USC alum returns to speak about white-collar crime


Few USC graduates picture themselves ending up in prison, but that is exactly what happened to alumnus Justin Paperny, who became involved in unethical business practices and is returning to campus Monday to caution students against making the same mistakes he did.

Paperny, a former Trojan baseball player who graduated from USC in 1997 with a degree in psychology, was sent to federal prison in 2008 and served an 18-month term for crimes stemming from unethical business actions committed while working as a junior partner at UBS Wealth Management, a financial management firm in Century City.

This problem is not unique to Paperny.

Kenneth Merchant, Deloitte & Touche LLP chair in accountancy and professor of accounting, said at least one Leventhal School of Accounting graduate each year experiences problems associated with illegal business decisions.

“The worst is felonies, and then they’re getting sanctioned,” Merchant said. “It happens to at least one [former student] a year.”

Paperny, however, has decided to use his experience to help warn others.

Inspired to turn his life around by a fellow inmate, Paperny started a blog from prison in October 2008. Paperny would write blog entries and mail them to his mother, who would retype them and post them on the Internet. The blog became “Lessons from Prison,” which was published as a book in 2009 and is now required reading for business classes at several universities, including USC.

Paperny, who now tours the country to speak to business students, said he had never intended to become involved in illegal activity.

“My bad behavior, or unethical behavior, really started slowly. Nobody wakes up and says, ‘Today is the day I’m going to commit a white-collar crime and commit fraud,’” Paperny said. “I had this singular focus toward work and making money. I wasn’t able to discern the sort of person I was turning into.”

Paperny said he made his first unethical decision six or seven months into his career, when a senior broker advised him to pad his sales numbers so he could qualify for a $10,000 bonus.

“I can’t blame my senior brokers ­— I don’t blame anybody — but my senior brokers were teaching me the practical aspects,” he said. “I didn’t have enough patience or enough discipline at the time to decide there was a better way to do things. I knew it was wrong, but I figured the culture allowed it, so it must be OK.”

Arvind Bhambri, associate professor of management and organization at the Marshall School of Business, said, like Paperny, most people who become involved in illegal business dealings have no intention of doing so initially.
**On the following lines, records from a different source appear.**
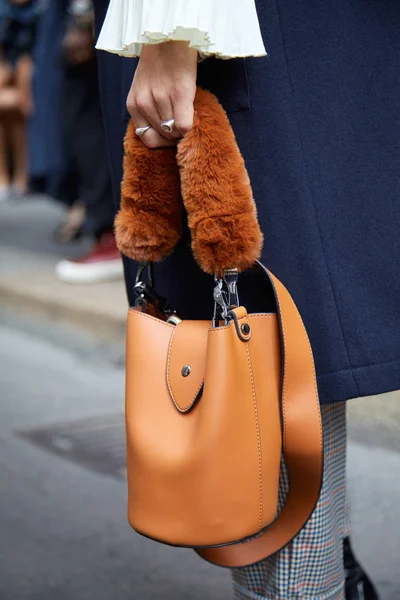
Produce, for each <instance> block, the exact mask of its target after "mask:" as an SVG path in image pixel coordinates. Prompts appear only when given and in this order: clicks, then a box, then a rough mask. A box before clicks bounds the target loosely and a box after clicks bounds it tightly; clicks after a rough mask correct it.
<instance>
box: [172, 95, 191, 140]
mask: <svg viewBox="0 0 400 600" xmlns="http://www.w3.org/2000/svg"><path fill="white" fill-rule="evenodd" d="M193 102H194V96H193V98H191V97H187V96H183V95H178V96H176V97H175V99H174V100H173V114H174V119H175V129H176V131H177V132H178V134H179V136H180V137H183V136H184V135H186V134H187V133H189V131H190V130H191V129H192V127H193V117H194V106H193Z"/></svg>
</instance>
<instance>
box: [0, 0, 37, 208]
mask: <svg viewBox="0 0 400 600" xmlns="http://www.w3.org/2000/svg"><path fill="white" fill-rule="evenodd" d="M41 6H42V5H41V3H40V2H39V1H38V0H13V1H6V0H0V200H4V199H6V198H7V197H9V196H10V195H13V196H17V197H22V196H24V195H25V194H26V192H27V189H28V156H27V139H26V120H27V118H28V117H29V116H30V114H31V113H32V110H33V104H32V93H31V72H32V58H31V55H32V50H33V47H34V43H35V33H36V27H37V21H38V16H39V13H40V9H41Z"/></svg>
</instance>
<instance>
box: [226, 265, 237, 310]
mask: <svg viewBox="0 0 400 600" xmlns="http://www.w3.org/2000/svg"><path fill="white" fill-rule="evenodd" d="M238 279H239V271H238V270H237V269H227V270H226V271H224V282H225V285H226V288H227V292H228V294H227V300H226V302H227V304H228V306H229V308H232V307H237V306H239V295H238V291H237V282H238Z"/></svg>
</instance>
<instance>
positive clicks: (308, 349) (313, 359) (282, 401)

“People don’t set out to break the law,” Bhambri said. “It starts incrementally. It’s like riding a tiger, and you don’t know how to get off without getting eaten.”

Bhambri said it is vital that students who enter the business world have full awareness of what they are doing at all times.

“What I’ve found in my conversations [with former students] is that a lot of people will be engaged in unethical behavior, rationalizing it in their own mind, ‘This doesn’t benefit me, it’s for the company, if everyone else is doing it, it must be okay,’” he said. “And that’s a dangerous path. Just because something has been done a particular way before doesn’t make it right.”

Bhambri said USC business students discuss ethics in almost every course, and the university also offers a course strictly on ethical behavior.

“The debate that has gone on for a long time is whether we should have a separate course for ethics or if we should integrate it in [to all the courses]. We try to do it at both levels,” Bhambri said. “In the MBA program in particular, we try to get some exposure to ethics in the first couple of weeks.”

Nathan Lowenthal, a freshman majoring in business administration, is currently taking a philosophy course called the Professions and the Public Interest in American Life (PHIL141), taught by Professor Dallas Willard. Lowenthal said the class is a popular choice among business students.

“We talk about situations professionals are put in that require them to make tough ethical decisions,” he said.

Paperny said it is possible for students entering the business world to succeed while holding on to their morals, despite an environment that “tacitly approves” of unethical or even illegal practices that would benefit a company’s bottom line.

“I’m convinced you can,” he said. “You have got to be prepared to be different and know that it’s okay to say no to people.”

Paperny said the ability to make the right decision in tough situations requires daily effort.

“When I was a baseball player, I played every day and I got good. It’s no different being ethical. If you cultivate those habits daily and do it and not just talk about it — evaluate whether your words and actions correlate with the kind of person you want to become,” Paperny said. “When you practice doing the right thing, it will be so easy to make the right decision. But if you don’t cultivate those habits, it’s so easy to cross the line.”